Luigi, qual è la situazione in Spagna al momento?
“La situazione adesso in Spagna è sulla falsariga di quella italiana. Siamo in quarantena e, ovviamente, per arrivarci abbiamo affrontato un processo graduale. Prima c’è stato un divieto di uscire per studenti e professori, cioè la chiusura delle scuole, poi è toccato agli esercizi commerciali e adesso rimangono aperti solo supermercati e farmacie. Insomma, i beni di prima necessità”.
Anche in Spagna, come in Italia, c’è il problema delle persone che ancora circolano per strada?
“Sì, c’è ancora parecchia gente per strada. Questo è il principale problema. Sembra che non ci si renda conto della gravità del momento”.
Dov’è nato il focolaio del virus?
“Il focolaio è nato nella comunità di Madrid. Quando il Governo spagnolo ha emesso il primo provvedimento, molte persone si sono spostate in massa, com’è successo in Italia dalla Lombardia e dal Nord, non per tornare dalle proprie famiglie di origine, ma verso le seconde case o i luoghi di villeggiatura, portando con loro il virus. Infatti, da Madrid l’infezione si è sviluppata in tutta la Spagna”.
In questo momento, lei è a Barcellona. Com’è la situazione in Catalogna?
“Per la particolarità politica della Catalogna, il governo locale ha preso una serie di provvedimenti prima che arrivasse un flusso considerevole di persone. La situazione qui, rispetto al resto del Paese, sembra più tranquilla”.
E la sua situazione e quella degli altri studenti italiani?

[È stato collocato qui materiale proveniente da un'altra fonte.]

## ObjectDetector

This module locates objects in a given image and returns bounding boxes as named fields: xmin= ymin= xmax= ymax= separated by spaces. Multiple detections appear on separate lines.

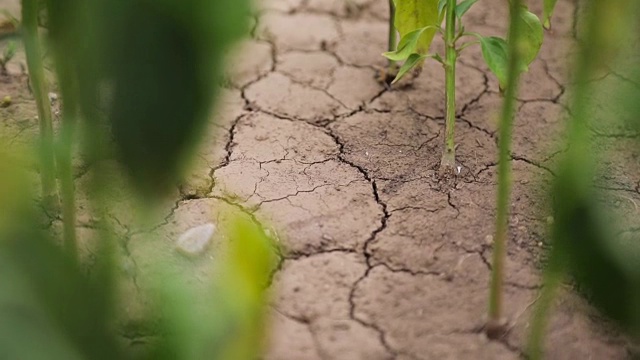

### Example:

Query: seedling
xmin=0 ymin=41 xmax=16 ymax=75
xmin=383 ymin=0 xmax=543 ymax=174
xmin=384 ymin=0 xmax=544 ymax=338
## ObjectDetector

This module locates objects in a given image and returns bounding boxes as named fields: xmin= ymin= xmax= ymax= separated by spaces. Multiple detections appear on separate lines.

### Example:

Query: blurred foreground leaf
xmin=0 ymin=153 xmax=125 ymax=360
xmin=47 ymin=0 xmax=249 ymax=199
xmin=150 ymin=217 xmax=276 ymax=360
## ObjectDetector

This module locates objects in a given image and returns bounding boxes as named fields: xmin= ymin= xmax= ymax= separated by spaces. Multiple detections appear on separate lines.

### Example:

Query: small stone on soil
xmin=177 ymin=223 xmax=216 ymax=256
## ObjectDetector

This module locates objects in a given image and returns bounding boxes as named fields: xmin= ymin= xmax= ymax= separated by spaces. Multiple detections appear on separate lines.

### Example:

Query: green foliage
xmin=47 ymin=0 xmax=249 ymax=197
xmin=391 ymin=53 xmax=427 ymax=84
xmin=456 ymin=0 xmax=478 ymax=19
xmin=528 ymin=0 xmax=640 ymax=359
xmin=480 ymin=36 xmax=509 ymax=89
xmin=518 ymin=9 xmax=544 ymax=72
xmin=383 ymin=26 xmax=436 ymax=61
xmin=5 ymin=0 xmax=275 ymax=360
xmin=480 ymin=9 xmax=544 ymax=90
xmin=542 ymin=0 xmax=558 ymax=29
xmin=0 ymin=41 xmax=16 ymax=69
xmin=394 ymin=0 xmax=439 ymax=59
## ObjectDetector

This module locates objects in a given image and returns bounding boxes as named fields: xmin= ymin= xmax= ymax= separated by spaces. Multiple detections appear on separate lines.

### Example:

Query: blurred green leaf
xmin=47 ymin=0 xmax=249 ymax=199
xmin=456 ymin=0 xmax=478 ymax=19
xmin=391 ymin=54 xmax=428 ymax=84
xmin=438 ymin=0 xmax=447 ymax=23
xmin=394 ymin=0 xmax=439 ymax=54
xmin=151 ymin=217 xmax=276 ymax=360
xmin=519 ymin=9 xmax=544 ymax=71
xmin=382 ymin=26 xmax=435 ymax=61
xmin=542 ymin=0 xmax=558 ymax=29
xmin=480 ymin=36 xmax=508 ymax=89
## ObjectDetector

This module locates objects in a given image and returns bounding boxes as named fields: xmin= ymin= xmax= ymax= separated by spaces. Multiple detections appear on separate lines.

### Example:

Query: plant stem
xmin=387 ymin=0 xmax=397 ymax=75
xmin=440 ymin=0 xmax=458 ymax=171
xmin=526 ymin=248 xmax=562 ymax=360
xmin=55 ymin=54 xmax=80 ymax=258
xmin=487 ymin=0 xmax=523 ymax=338
xmin=22 ymin=0 xmax=58 ymax=210
xmin=57 ymin=115 xmax=78 ymax=257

“Io mi posso ritenere fortunato in quanto sono ospite a casa di mio cugino, ma il problema principale per i ragazzi italiani che, come me, svolgono l’Erasmus è il prolungamento di un affitto. Ci sono studenti che conosco i quali, se la situazione dovesse avere tempi più lunghi del previsto, avrebbero il problema di una spesa economica eccessiva, alla quale difficilmente potranno fare fronte”.
Avete contatti con le strutture dello Stato italiano, per esempio le ambasciate?
“Come comunicazione tra noi studenti e lo Stato italiano, devo dire che ce n’è poca. Capisco che in Italia la situazione sia grave e ci siano altre priorità, ma le ambasciate e, quindi, il Ministero degli Esteri, potrebbero fare qualcosa in più”.
In che senso?
“Se, per esempio, volessimo ritornare in Italia, con tutte le misure di sicurezza del caso, abbiamo poche opportunità. Adesso i voli per il rientro partono soltanto dalle isole dall’arcipelago spagnolo oppure da Madrid. La Capitale è il punto centrale della Spagna, ma è anche il punto più rischioso per partire. Come metodo di rimpatrio non è il massimo. Chi, come me, si trova a Barcellona, potrebbe rientrare con la nave, con arrivo a Genova, mentre la tratta per Civitavecchia è stata sospesa. Non solo c’è il rischio di una quarantena in mare, se qualcuno dei passeggeri riscontra dei sintomi, ma poi avremmo anche la difficoltà ulteriore di rientrare da Genova”.
Luigi, che cosa la preoccupa di più?
“Sono abbastanza tranquillo. Ho paura di infettarmi, ma rispetto la quarantena, quindi resto fiducioso per me. Ciò che mi preoccupa di più è la situazione in Italia, soprattutto per la salute dei miei parenti”.